Gedanken und Motivation

Wir Kriegsenkel

Uns Kindern der 60er Jahre wurde früh gesagt, wie viel Glück wir durch den Zeitpunkt unserer Geburt hätten – nach Kriegsjahren, Hungerjahren und Wirtschaftswunder jetzt in eine Insel der Glückseligkeit hineingeboren.

Tatsächlich kannten wir keinen Hunger, keine Bedrohung durch Soldaten oder Bomben – sicher es gab die Kubakrise und den Vietnamkrieg – aber das war weit weg und wir waren auch noch zu klein um dadurch eine Bedrohung zu empfinden.

Wir lebten in der Regel in stabilen Familienverhältnissen – Scheidungen – damals war es noch gesellschaftlich sehr geächtet und es galt das Schuldprinzip (ein Ehepartner musste eine schwere Schuld auf sich geladen haben und wurde dann schuldhaft geschieden – musste also die Kosten tragen – Ehebruch war so eine Schuld…) – waren sehr selten. Die Wohnverhältnisse waren oft eng – Familienwohnungen um 70 qm waren nicht unüblich – manche lebten aber auch schon in kleinen Häuschen. Schulbildung wurde groß geschrieben, der Besuch von Gymnasien und weiterführenden Schulen wurde gefördert.

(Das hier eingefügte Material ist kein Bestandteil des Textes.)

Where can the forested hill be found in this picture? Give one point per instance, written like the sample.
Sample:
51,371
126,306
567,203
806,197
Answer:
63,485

Die Erwartungshaltung durch die Eltern, die meist nur begrenzten Schulbesuch hatten – Volksschule 8. Klasse war weit verbreitet – waren gering. Noten im 3er Bereich waren voll in Ordnung.

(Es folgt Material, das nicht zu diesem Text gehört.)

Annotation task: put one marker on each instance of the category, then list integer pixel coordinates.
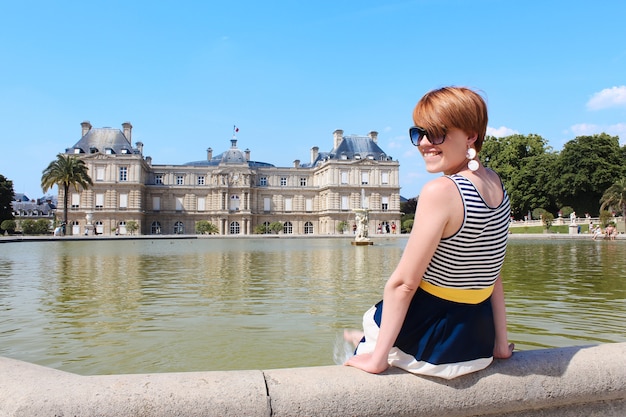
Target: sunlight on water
(162, 305)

Ich habe meine Schulzeit als sehr entspannend erlebt, die Samstagsschule wurde nach und nach abgeschafft und es wurde viel Wert auf selbständiges und kritisches Reflektieren und Lernen gelegt.

Auf den ersten Blick klingt es wirklich wie eine Insel der Glückseligkeit – die Schattenseiten traten erst viel später zu Tage.

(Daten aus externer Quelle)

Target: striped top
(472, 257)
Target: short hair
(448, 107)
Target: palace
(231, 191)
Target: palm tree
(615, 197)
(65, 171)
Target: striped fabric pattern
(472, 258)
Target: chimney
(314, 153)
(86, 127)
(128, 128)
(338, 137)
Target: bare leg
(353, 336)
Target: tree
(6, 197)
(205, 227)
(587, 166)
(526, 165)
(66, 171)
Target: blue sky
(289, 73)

Wir waren auch die Kinder einer traumatisierten Generation. Krieg, Gewalt, Bombennächte, Hunger hatte eine Generation von Sprachlosigkeit und Gefühlsdistanz geprägt.

Wir waren die Generation „satt und sauber“, Pflichterfüllung wurde groß geschrieben – es wurde nicht gejammert. Befindlichkeiten wurden nicht hinterfragt – viele Eltern waren nicht gut darin Liebe zu zeigen oder gar zu empfinden und Empathie war für viele ein Fremdwort. Von ihrer eigenen Gefühlswelt abgekoppelt, war Funktionieren oberstes Gebot.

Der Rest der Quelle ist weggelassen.